PREMIER SAUT DE PUCE

Villejuif, douce soirée de fin de mois de septembre, après avoir franchi tant bien que mal la nuée des badauds qui s'attroupaient autour d'un spectacle qu’ils espéraient voir et qu’ils ne le pourront jamais comme ils le savaient malgré tout en raison de la présence de nombreux policiers et du bandeau de périmètre de sécurité installé, le capitaine Norbert Chichko et son adjointe la lieutenante Sezen Deniz, de la Brigade Criminelle, zigzaguaient à travers leurs collègues véritablement affairés de la circonscription du Kremlin-Bicêtre . 

Norbert le chauve et costaud au bouc pointu et Sezen la beauté aux longs cheveux chatains ondulés, jeunes trentenaires, avaient pu entendre de la part de ces badauds toutes les versions possibles et inimaginables alors qu’ils savaient que parmi eux la quasi totalité s'arrogeait être des témoins alors qu’ils ne l’étaient pas, ceci en vue de retenir l'attention sur eux. Ils sourirent intérieurement. Le cirque, comme l’air, l’eau et le pain, était nécessaire à la survie de la condition humaine.

Norbert et Sezen arrivèrent enfin à l’endroit désigné par le policier qui les avait guidés depuis leur arrivée même si le regroupement d’incessants flashes de leurs collègues photographes suffisaient à indiquer exactement le lieu. Ils virent enfin le corps allongé dont ils ne voyaient pas le haut car le massif médecin légiste aux cheveux gris, comme son costume, raides et courts, qui l'examinait masquait ce corps. Norbert s’adressa au médecin en lui mettant une main sur une épaule :
-Bonsoir Doc ! … Alors ?

Entre-temps Sezen se mit de l’autre côté du corps et s’arrêta stupéfaite, la bouche bée et les yeux d’une hallucinée. Connaissant quand même très bien sa collègue pour faire équipe depuis bientôt près de trois ans, Norbert se disait que ce qu’elle avait vu devait être exceptionnel pour ainsi la choquer.

Le médecin légiste retourna sa tête ronde bien bonhomme chaussée de fines lunettes en cercles de métal vers Norbert et se leva, son stéthoscope pendant à son cou comme un collier. Il lui répondit sans se départir de son détachement coutumier que lui semblaient permettre ses cinquante ans passés.

-Il a dû avoir plus de peur que de mal ! Il n'a pas souffert !

Norbert circula de ses yeux le corps à partir des pieds, mais arrivés au niveau des épaules, il dut prolonger son regard un peu plus haut afin de l’arrêter sur la tête aux épaisses bouclettes brunes qui a été tout simplement tranchée. Cinquante bons centimètres séparèrent ces deux morceaux de choix qui avaient besoin d’être ensemble pour fonctionner correctement. La mare de sang qui commençait à sécher entre ces deux morceaux essayait de donner un aspect d’unicité. Le spectacle était saisissant.

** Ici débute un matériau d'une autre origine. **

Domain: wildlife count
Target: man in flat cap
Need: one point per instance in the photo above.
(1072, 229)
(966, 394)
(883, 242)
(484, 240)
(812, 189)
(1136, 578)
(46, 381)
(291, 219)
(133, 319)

Norbert et Sezen devinèrent rapidement qu'il ne s'est probablement déroulé aucune violence hormis l'acte amenant à la mort.

A cet instant, Norbert trouvait même plus intéressant de savoir avec quelle arme le mort a été décapité plutôt que de découvrir le meurtrier même si les impôts versés par le contribuable lui demandaient plutôt de s'atteler à cette dernière tâche.

-D'un seul coup, reprit le médecin-légiste, il lui a coupé la tête ! Je ne peux pas dire avec quoi exactement, une épée, une hache, un sabre,... ou encore une machette, dans tous les cas … au moins une grand arme blanche assez lourde ! Le meurtrier devait être quelqu'un d'habitué à son arme !
-Mouais ! répondit perplexe Norbert encore marqué par la surprise qu’a causée ce type de meurtre plutôt inhabituel.
-Le meurtre a été vraiment très propre, même pas de trace d’infection !

Norbert ne pouvait jamais s’habituer au ton éternellement détaché du Doc pour tous les cadavres. Le Doc poursuivit :

-J’ai même l’impression que le meurtrier, ou la meurtrière, est arrivé par derrière dans le passage de ce bâtiment et lui a dit coucou c’est moi. Sa victime s’est retournée. Et aussitôt après que leurs yeux se sont rencontrés, sa tête a été tranchée.

Norbert observa le bâtiment d’ocre jaune qui était construit presque au milieu d’un vaste groupe d’immeubles plus ou moins massifs de même style construits dans les années 70, d’où l’existence de ce passage permettant de passer ente les bâtiments. Il admit intérieurement le raisonnement plus que plausible du Doc.

Un homme de petite taille plus âgé que le Doc vêtu d’un costume gris foncé agrémenté d’une cravate unie en bordeaux posée sur une chemise blanche et chaussé de mocassins noirs très bien cirés s'approcha d’eux. Il faisait contraste avec leurs blousons de toile, leurs pantalons de jean et leurs chaussures de sport à la mode, il leur adressa la parole :

-Je me présente Commissaire Lisieux, ...Commissaire Principal Paul Lisieux de cette circonscription du Kremlin-Bicêtre. Je sais qui vous êtes Monsieur Chichko, j'ai été averti et nous connaissons tous dans notre commissariat votre réputation !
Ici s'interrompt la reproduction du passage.